Statement-level rollback


Monitoring

SQL statements statistics counter view (pg_stat_sql)

A view to display the number of times a command or a group of commands have been executed in a running PostgreSQL instance. This view can be reset at anytime to get a view of the SQL command execution time, for any given period of time. This feature is very useful for the DBA to know the profile of a dormant database.

pg_stat_sql statistics view


Wal writes statistics view (pg_stat_walwrites)

This view shows the details of the WAL write operation, such as the number of blocks written to I/O, the time it took to write those blocks, etc. Knowing this information can be very helpful for the DBA to tune WAL related GUC variables efficiently.

pg_stat_walwrites view


Pluggable Storage

This feature provides facility to extensions to load their own storage by using storage access methods. This removes all the reference of the HeapTuple and HeapScanDesc and etc dependency structure and functions from other part of the code and use them through the access method functions.


Parallel Queries

The existing parallelism framework in PostgreSQL only supports Read queries. This feature extends the current parallelism framework to also write queries.

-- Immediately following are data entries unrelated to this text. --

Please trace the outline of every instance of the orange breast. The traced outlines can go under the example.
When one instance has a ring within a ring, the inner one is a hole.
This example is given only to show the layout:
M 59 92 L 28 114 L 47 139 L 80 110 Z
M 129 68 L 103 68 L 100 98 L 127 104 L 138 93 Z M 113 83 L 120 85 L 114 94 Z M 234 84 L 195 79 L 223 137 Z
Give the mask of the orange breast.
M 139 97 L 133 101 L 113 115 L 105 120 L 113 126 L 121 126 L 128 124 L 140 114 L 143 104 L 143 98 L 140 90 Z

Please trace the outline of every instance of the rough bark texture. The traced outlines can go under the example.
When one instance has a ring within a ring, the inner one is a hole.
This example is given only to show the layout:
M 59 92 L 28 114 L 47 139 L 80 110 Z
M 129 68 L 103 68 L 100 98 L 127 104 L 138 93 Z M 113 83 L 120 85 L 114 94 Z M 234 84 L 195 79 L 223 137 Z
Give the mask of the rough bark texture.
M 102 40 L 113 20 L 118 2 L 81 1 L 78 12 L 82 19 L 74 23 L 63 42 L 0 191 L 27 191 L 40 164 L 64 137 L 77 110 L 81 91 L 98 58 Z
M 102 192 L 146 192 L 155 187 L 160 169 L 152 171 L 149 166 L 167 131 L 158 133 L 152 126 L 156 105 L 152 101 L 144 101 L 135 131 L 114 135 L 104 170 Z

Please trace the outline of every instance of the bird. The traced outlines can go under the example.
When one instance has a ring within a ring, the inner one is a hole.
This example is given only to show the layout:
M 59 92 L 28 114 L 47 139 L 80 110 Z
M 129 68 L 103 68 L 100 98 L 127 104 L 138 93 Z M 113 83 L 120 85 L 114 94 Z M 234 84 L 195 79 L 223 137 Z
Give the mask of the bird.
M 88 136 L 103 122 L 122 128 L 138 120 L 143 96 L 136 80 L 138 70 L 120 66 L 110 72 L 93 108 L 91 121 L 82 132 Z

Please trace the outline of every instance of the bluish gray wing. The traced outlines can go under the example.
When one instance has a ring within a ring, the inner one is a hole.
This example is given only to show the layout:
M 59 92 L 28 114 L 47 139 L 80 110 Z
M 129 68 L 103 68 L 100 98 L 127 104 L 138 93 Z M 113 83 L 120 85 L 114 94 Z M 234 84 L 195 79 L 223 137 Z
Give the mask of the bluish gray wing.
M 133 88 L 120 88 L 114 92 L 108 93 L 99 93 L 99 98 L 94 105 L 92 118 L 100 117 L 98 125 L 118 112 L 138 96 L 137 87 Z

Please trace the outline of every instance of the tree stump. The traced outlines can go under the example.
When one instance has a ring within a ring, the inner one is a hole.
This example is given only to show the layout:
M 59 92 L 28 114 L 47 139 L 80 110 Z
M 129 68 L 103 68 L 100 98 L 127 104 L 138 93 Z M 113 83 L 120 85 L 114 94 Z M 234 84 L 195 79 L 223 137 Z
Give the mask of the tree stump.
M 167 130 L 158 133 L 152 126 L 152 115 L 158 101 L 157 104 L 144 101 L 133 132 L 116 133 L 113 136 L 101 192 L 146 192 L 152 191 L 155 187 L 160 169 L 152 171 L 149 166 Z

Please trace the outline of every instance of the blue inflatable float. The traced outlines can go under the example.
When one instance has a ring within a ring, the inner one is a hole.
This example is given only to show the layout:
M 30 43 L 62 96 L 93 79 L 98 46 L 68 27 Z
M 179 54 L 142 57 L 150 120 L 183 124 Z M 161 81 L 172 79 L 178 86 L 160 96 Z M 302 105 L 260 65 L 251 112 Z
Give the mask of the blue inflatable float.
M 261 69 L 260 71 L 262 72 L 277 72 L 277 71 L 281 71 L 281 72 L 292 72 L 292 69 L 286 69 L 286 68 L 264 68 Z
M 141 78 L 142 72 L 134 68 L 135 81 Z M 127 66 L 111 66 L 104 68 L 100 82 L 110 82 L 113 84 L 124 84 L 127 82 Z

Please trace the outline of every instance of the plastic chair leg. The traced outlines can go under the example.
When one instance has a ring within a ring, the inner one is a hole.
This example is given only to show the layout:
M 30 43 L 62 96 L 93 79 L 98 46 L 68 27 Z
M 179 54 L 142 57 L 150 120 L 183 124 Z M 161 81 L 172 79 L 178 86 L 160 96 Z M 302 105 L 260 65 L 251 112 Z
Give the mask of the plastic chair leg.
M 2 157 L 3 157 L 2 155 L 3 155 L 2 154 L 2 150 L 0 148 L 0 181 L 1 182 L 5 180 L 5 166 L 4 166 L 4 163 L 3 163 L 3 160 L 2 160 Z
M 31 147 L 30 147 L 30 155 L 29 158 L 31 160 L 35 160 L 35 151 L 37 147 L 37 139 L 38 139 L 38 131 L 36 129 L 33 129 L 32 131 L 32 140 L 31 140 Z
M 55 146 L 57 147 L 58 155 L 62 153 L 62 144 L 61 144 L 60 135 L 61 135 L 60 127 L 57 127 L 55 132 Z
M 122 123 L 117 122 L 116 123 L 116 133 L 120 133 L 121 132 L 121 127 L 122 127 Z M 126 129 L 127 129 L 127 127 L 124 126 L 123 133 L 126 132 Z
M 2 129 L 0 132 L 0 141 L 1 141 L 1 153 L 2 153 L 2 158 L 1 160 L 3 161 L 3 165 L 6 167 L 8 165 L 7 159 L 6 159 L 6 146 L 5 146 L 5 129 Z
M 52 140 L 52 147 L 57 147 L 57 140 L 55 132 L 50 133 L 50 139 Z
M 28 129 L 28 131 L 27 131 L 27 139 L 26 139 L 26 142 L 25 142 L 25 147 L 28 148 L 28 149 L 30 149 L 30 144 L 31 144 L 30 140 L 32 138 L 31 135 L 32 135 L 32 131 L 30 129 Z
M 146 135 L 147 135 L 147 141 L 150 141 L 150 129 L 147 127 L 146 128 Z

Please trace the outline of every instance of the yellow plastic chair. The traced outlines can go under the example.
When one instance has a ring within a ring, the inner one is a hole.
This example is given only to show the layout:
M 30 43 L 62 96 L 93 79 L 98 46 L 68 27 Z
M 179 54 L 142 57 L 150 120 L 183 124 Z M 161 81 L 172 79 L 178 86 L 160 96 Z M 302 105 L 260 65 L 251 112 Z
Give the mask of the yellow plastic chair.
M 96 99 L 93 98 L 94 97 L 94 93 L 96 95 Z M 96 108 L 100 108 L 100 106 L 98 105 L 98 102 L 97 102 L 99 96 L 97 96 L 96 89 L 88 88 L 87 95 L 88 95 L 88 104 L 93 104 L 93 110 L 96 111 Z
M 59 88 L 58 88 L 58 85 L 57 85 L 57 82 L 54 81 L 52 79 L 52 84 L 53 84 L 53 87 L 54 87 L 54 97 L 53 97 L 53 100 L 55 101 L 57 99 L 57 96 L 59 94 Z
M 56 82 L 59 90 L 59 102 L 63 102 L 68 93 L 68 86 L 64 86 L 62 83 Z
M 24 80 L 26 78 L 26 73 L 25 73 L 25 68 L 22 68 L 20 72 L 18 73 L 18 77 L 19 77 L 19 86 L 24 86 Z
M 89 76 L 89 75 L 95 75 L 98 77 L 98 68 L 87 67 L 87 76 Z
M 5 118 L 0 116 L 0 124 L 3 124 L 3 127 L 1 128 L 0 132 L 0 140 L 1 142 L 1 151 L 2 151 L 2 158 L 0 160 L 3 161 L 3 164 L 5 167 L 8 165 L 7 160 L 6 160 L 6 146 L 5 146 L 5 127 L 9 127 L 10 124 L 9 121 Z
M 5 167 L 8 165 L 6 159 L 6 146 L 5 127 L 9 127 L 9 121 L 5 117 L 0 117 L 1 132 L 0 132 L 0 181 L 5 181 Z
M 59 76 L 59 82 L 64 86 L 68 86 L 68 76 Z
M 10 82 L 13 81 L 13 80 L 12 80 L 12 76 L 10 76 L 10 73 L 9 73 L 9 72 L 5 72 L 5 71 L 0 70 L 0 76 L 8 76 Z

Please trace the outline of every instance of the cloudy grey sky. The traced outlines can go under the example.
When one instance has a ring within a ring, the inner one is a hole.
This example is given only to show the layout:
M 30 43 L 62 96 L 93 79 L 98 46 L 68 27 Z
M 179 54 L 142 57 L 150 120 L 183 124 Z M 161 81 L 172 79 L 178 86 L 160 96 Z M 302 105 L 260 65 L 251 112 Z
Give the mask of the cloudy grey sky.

Utility statements support

This feature allows the utility statements that have queries underneath such as CREATE TABLE AS, CREATE MATERIALIZED VIEW and REFRESH, to benefit from parallel plan.

Write opeartions support


DML operations(Insert, Delete and Update) support

This feature allows the DML statements that contains queries/scan underneath to benefit from using parallel plan.

Write opeartions support


Utility Commands

Optional clause 'AS' and 'OR REPLACE' for a trigger

This feature provides optional clause 'AS' and 'OR REPLACE' syntax to CREATE TRIGGER. With this implementation, it is possible to use create trigger efficiently as a single command.

Create trigger option clause


Client Applications

Refactor handling of database attributes between pg_dump and pg_dumpall

This feature adds support for the dumping of database ACLs and other configuration settings with pg_dump --create option. This change will remove the duplicate code between pg_dump and pg_dumpall

pg_dump and pg_dumpall refactoring


Client Interfaces

Libpq batch pipelineing

Allow libpq clients to avoid excessive round trips by pipelining multiple commands into batches. A sync is only sent at the end of a batch. Commands in a batch succeed or fail together.

Batch support for libpq


"DECLARE STATEMENT” syntax in ECPG

This feature provides the users an option to connect to a non-default target server. “AT” clause can be used once in the “DECLARE STATEMENT” and thereafter, all dynamic SQL statements will be executed on the specified target server.

Declare statement


Keep comment in ECPG

The current ECPG preprocessor removes the comments from the SQL statements that are present in the ECPG application. But these comments are useful for the database administrators to identify exactly which ECPG application is executing these queries, so that they can be easily identified for various purposes.

Keep ecpg comments


Bulk Insert support for ECPG

This feature adds the support of bulk insert operations in ECPG with arrays using the batch pipelining support of libpq.